The obverse design of the medal shows a hand and sleeve dropping a hot potato in the shape of Guadalcanal into the arms of a grateful Marine. In the original design, the sleeve bore the stripes of a vice admiral, intended to be either Vice Admiral Robert L. Ghormley, ComSoPac, or Vice Admiral Frank Jack Fletcher, Commander Joint Expeditionary Force, but the final medal diplomatically omitted this identification.

Also on the obverse is a saguaro cactus, indigenous to Arizona, not Guadalcanal, but representing the code name for the island, "Cactus." The obverse inscription if Facia Georgius, "Let George Do It." Thus it became known as the George Medal. The medal's reverse is inscribed: "In fond remembrance of the happy days spent from Aug. 7th 1942 to Jan. 5th 1943. U.S.M.C."

Much like Lieutenant Colonel Twining, US Marine Corps Major Joe Winslow hoped to commemorate his wartime experience. However, Major Winslow's would occur nearly 60 years later in 2004, far away from the island of Guadalcanal. Instead of water and jungle, he was surrounded by sand, and the enemy were not Japanese. They were insurgents and were battling Marines of I MEF (Fwd) on the streets of Fallujah.

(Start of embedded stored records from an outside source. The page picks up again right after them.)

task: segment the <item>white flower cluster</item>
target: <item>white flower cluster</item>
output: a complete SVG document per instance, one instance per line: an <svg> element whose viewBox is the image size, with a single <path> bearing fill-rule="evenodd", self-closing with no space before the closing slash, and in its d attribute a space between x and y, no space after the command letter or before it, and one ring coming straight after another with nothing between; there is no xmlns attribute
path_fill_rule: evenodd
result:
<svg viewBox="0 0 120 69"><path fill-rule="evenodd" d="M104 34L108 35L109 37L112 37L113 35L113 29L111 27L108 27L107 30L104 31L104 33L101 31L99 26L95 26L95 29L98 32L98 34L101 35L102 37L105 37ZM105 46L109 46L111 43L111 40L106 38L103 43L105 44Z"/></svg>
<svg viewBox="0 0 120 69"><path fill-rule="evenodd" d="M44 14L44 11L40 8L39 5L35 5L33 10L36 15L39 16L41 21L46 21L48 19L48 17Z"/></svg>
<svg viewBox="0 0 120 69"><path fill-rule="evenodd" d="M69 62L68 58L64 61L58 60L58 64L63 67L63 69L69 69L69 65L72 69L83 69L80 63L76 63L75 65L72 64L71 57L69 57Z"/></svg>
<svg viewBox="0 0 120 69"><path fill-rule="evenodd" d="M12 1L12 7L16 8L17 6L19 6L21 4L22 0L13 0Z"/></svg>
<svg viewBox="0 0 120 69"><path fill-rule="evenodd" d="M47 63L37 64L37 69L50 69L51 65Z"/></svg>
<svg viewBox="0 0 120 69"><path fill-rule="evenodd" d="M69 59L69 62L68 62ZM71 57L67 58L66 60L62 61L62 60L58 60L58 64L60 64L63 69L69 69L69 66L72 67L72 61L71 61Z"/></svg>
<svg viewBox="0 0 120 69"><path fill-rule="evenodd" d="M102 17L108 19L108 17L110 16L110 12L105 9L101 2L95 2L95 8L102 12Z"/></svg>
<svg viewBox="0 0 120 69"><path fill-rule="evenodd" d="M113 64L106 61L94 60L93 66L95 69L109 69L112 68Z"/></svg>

As the MEF slowly pushed through the city, then-Captain Winslow recalled the unique, historical significance of the George Medal and was inspired to create a similar award for his fellow Marines who'd already served or would soon serve in the billet of Field Historian during Operation Iraqi Freedom. A unique, independent position carried out by only one or two Marines at a time, the Field Historians traveled throughout the theater, recording the oral histories of Marines engaged in combat operations and combat service support, while simultaneously collecting documents and artifacts for archiving at the Gray Research Center and the National
Museum of the Marine Corps in Quantico.

Captain Winslow hand sculpted his concept in plaster, pouring a firing mold from concrete and other materials found at the MEF headquarters. The medals' design was based upon an Iraqi army badge, with a Marine Corps eagle, globe and anchor super-imposed on a Persian star, surrounded by palm fronds. The colors of the suspending ribbon are scarlet, black and silver, which respectively represent the blood of Marines shed in OIF, the lives given in support of their fellow Marines, and the Field Historian's fidelity to history. Captain Winslow's first prototype was cast in Fallujah using silver sent from a texas silversmith. The remaining
versions were later cast at home by a Marine Corps Guadalcanal veteran.

Dubbed the Military Order of St. Nicholas, the medal was presented by Major Winslow to 13 Field Historians during their 231st Marine Corps Bithday celebration in Fredricksburg, VA, all of whom had previously deployed to Iraq is support of the Global War on Terrorism. Each recipient received a certificate which declared them a "companion" in the Order. The award was named after Colonel Nicolas Reynolds, the former Commanding Officer of the Marine Corps Field History Unit who assembled the first team of Marine Corps Field Historians to deploy to Iraq. Since the start of OIF, approximately 15 Marine Corps Field Historians have deployed to Iraq.

Like the George Medal, the Military Order of St. Nicolas will be shared by a finite group of people for a limited period of time. Worn only at events or gathering attended by members and of the Field History detachment, the Military Order of St. Nicolas will forever serve as a reminder of time spent in the Al Anbar Province of Iraq, watching and recording history in the making.

The George Medal Information was obtained directly from a US Marine Corps Historical Division WWII Publication on Guadalcanal.